I am such a sucker for peanut butter and banana flavoured anything. Chocolate just makes all things better.
Oh! And if you’re looking for a honey sweetened peanut butter and banana cookie with a peanut butter drizzle I have that too! These are just better for stuffing in your gym bag – no mess!
- 2 tbsp melted butter
- 1/2 cup light brown sugar
- 1 large egg
- 1 medium ripe banana, mashed
- 1 tsp pure vanilla extract
- 1/3 cup smooth all-natural peanut butter
- 1/2 cup whole wheat flour
- 1/4 cup rolled oats
- 1/4 cup almond meal
- 1/2 tsp baking soda
- 1/2 tsp baking powder
- 1/4 tsp kosher salt
- 1 tsp ground cinnamon
- 1/2 cup chocolate chips (or dried fruit)
- Preheat oven to 350 F.
- In a medium bowl, whisk together the butter, brown sugar, and banana until fluffy, about 2 minutes. Add egg and whisk until combined. Add vanilla and peanut butter and whisk well to combine.

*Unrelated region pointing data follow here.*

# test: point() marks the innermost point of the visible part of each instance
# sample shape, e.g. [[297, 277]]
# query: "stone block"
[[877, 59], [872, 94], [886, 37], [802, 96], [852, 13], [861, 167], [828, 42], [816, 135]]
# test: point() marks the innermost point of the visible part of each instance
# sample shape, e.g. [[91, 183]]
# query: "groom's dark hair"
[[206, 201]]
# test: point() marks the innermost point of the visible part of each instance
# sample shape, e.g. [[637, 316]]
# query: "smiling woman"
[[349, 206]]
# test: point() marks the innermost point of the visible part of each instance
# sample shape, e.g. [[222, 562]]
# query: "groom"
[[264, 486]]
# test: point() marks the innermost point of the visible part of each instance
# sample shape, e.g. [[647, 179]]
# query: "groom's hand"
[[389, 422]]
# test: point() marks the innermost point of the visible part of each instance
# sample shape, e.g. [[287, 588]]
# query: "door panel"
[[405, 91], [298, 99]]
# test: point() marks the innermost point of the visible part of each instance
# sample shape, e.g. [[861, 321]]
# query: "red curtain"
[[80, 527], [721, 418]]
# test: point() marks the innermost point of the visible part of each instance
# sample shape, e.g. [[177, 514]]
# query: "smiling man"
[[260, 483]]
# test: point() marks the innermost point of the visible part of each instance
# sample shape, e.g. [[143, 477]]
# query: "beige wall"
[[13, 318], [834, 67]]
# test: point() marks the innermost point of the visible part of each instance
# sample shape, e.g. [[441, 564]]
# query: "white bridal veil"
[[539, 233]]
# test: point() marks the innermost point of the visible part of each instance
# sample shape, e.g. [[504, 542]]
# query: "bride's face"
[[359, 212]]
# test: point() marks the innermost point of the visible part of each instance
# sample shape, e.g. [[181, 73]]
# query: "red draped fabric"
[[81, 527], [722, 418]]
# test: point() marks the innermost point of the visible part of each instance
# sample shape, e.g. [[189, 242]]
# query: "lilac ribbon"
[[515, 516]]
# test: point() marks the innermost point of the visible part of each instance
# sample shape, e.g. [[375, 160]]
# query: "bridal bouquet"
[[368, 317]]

- In a separate bowl, whisk together flour, rolled oats, almond meal, baking soda, baking powder, salt, cinnamon and chocolate chips.
- Add flour mixture to butter mixture and mix just until combined.
- Refrigerate dough for 15 minutes, and then, on a parchment-lined baking sheet, drop the cookie dough in uniform spoonfuls that are about 2 tablespoons big (or use a cookie scoop). You can press some extra chocolate chips into the tops of the cookies here too to make them prettier!
- Bake for 12-14 minutes, or until edges are lightly browned.
- Remove and cool on a wire rack.
Cookies will keep up to three days in an airtight container, or can be put in the freezer for longer term storage.